Es war ein Pyrrhussieg. Wenn sich die Parteien PDK, AAK und Nisma vor den Wahlen im Kosovo nicht zu einer Allianz zusammen getan hätten, wäre noch klarer, wer der eigentliche Gewinner vom Sonntag in dem kleinen Balkan-Staat ist: Die Vetëvendosje! (VV) – auf Deutsch "Selbstbestimmung". Keine Einzel-Partei hat so viele Stimmen bekommen wie sie, die VV konnte ihr Ergebnis seit der letzten Wahl verdoppeln. Die frühere Bürger-Bewegung agititierte vor zehn, zwölf Jahren gegen jegliche Verhandlungen mit Serbien zur Klärung der Statusfrage, sie ging – unter anderem mit gewaltsamen Mitteln – gegen EU- und US-Vertreter im Kosovo vor und kandidierte erstmals 2011 als Partei. Ihr langjähriger Anführer Albin Kurti, der linke Theorien mit großalbanischem Nationalismus vermengt, wurde angeklagt und eingesperrt. Er spielte den klassischen Systemkritiker, der selbst auf Dauer-Populismus setzte. Kurti ist zwar nicht mehr Parteichef, aber noch immer "Star" der Bewegung.

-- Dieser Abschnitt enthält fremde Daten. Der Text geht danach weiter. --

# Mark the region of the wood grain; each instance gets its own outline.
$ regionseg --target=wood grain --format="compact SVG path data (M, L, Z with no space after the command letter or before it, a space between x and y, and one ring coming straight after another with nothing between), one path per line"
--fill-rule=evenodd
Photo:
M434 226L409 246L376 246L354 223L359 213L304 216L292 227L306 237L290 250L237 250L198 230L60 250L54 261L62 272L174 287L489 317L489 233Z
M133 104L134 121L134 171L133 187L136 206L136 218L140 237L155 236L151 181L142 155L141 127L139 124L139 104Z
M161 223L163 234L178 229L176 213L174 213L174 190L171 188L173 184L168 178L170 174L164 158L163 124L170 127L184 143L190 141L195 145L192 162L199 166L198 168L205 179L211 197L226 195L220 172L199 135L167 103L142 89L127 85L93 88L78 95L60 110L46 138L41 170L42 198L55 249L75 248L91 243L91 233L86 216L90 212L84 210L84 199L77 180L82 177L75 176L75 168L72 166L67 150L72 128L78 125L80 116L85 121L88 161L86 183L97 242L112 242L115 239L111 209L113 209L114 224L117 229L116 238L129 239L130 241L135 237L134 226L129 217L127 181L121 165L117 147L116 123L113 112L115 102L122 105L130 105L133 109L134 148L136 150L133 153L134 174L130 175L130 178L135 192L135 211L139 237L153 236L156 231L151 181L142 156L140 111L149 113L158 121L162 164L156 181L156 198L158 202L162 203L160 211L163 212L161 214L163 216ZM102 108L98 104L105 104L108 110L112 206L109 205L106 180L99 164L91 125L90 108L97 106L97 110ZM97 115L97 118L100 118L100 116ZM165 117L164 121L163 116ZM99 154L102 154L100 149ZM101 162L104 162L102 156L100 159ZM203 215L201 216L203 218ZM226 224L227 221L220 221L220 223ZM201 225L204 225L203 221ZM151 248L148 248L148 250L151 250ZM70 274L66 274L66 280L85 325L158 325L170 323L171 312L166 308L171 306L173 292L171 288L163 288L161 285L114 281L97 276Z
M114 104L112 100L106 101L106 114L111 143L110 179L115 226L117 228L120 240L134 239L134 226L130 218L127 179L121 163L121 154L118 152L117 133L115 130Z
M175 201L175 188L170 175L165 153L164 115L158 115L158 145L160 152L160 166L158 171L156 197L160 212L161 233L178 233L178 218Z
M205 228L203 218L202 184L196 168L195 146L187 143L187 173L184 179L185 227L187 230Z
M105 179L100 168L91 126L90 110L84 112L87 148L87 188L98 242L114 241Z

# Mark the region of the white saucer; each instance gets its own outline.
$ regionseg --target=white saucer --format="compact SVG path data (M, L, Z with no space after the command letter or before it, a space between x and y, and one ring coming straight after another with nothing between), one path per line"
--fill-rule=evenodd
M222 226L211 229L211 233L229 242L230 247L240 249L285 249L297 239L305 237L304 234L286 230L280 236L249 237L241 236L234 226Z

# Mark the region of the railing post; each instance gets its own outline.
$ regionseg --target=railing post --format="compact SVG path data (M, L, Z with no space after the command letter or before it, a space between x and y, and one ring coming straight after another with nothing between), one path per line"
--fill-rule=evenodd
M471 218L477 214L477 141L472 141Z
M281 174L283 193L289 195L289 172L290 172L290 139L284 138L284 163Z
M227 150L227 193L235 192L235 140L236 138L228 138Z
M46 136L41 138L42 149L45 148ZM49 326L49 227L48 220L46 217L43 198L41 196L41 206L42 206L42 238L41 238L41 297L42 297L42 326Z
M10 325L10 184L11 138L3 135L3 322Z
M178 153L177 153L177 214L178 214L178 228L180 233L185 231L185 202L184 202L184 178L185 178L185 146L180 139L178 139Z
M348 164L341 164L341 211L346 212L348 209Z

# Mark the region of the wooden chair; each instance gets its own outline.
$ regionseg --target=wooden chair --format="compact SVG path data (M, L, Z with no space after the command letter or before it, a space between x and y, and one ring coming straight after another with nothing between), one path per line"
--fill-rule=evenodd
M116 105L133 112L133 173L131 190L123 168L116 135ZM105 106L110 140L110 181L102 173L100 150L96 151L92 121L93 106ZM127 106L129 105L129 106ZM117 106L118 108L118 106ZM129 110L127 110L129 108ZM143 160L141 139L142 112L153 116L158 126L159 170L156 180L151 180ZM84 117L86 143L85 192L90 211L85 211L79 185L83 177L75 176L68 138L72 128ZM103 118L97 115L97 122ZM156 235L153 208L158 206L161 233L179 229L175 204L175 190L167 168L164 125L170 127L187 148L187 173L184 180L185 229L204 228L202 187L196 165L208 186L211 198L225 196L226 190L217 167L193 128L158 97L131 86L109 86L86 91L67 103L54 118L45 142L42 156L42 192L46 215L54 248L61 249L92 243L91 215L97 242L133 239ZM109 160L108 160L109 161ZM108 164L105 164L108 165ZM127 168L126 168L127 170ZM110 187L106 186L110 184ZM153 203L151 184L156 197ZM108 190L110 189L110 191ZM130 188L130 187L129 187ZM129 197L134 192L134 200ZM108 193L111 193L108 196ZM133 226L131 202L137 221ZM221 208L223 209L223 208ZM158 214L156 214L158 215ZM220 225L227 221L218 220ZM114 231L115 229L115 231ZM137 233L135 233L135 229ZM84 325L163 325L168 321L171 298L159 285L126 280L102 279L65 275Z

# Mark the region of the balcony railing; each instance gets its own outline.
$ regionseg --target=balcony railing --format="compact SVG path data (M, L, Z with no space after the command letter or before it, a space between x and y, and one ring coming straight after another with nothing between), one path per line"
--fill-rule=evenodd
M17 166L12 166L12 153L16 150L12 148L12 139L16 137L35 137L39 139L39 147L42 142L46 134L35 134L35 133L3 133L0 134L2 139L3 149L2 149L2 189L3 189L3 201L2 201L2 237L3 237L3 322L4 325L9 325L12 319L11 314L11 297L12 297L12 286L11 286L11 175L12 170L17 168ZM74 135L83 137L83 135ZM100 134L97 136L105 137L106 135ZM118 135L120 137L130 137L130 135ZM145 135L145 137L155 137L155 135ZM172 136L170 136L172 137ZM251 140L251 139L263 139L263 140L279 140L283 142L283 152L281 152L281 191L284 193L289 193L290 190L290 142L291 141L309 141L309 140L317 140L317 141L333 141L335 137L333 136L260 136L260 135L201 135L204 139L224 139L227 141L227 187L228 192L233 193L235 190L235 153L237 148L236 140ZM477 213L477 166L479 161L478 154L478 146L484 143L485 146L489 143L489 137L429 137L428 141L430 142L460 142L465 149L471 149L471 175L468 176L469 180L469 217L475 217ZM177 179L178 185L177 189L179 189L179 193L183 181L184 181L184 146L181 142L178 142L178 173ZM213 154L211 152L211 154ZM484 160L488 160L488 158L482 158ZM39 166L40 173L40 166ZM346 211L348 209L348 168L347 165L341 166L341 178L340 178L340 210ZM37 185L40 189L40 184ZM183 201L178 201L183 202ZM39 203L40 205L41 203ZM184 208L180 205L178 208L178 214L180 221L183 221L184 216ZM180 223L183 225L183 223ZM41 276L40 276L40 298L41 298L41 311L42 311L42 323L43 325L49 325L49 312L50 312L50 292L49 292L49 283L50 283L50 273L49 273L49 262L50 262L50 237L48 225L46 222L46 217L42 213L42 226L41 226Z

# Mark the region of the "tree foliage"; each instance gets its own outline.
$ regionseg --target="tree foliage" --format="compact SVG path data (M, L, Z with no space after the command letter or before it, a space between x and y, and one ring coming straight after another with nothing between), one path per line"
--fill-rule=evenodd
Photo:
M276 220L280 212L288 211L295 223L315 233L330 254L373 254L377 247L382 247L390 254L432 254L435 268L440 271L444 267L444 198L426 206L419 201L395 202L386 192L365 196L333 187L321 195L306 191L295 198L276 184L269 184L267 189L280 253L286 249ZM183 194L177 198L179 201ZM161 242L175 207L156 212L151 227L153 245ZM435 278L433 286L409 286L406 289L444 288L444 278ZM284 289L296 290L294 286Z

Er zeichnet sich durch besondere Sturheit aus. Deshalb ist auch nicht damit zu rechnen, dass er in irgendeine Koalitionsregierung geht, ohne selbst Premier zu werden. Die Regierungsbildung im Kosovo wird nach den vorgezogenen Wahlen mühsam werden. Denn das Wahlbündnis der aus der Kosovo-Befreiungsarmee UÇK hervorgegangenen Parteien PDK, AAK und Nisma schnitt so schlecht ab, dass es trotz einer Koalition mit den Minderheiten, keine relative Mehrheit haben wird. Laut den vorläufigen Ergebnissen bekam es bloß 34 Prozent der Stimmen, die VV liegt an zweiter Stelle mit 27 Prozent, an dritter Stelle lag die alte moderate Demokratische Liga (LDK), die gemeinsam mit der AKR des Unternehmers Behgjet Pacolli nur 25,8 Prozent der Stimmen bekam. Die Wahlbeteiligung lag bei etwa 42 Prozent.

Zugang zu Macht und Geld

Der Politikwissenschaftler Arben Hajrullahu von der Universität Prishtina rechnet nun damit, dass der Druck auf die LDK groß werden wird, mit dem "UÇK-Wahlbündnis" eine Regierung zu bilden. Es könnte auch sein, dass nur Teile der LDK eine solche Regierung unterstützen werden. Denn im Kosovo – wie in jedem anderenBalkanstaat – gibt es immer Parlamentarier, die aus purem Machterhalt oder weil sie Zugang zu den Geldern der Regierung haben wollen, pragmatische Entscheidungen jenseits von Ideologien treffen. LDK-Vertreter gaben aber bereits nach der Wahl bekannt, in Opposition gehen zu wollen – dies ist wohl ein Hinweis darauf, dass sie sich die Zustimmung zu einer Koalition im Fall "teuer abkaufen" lassen wollen werden.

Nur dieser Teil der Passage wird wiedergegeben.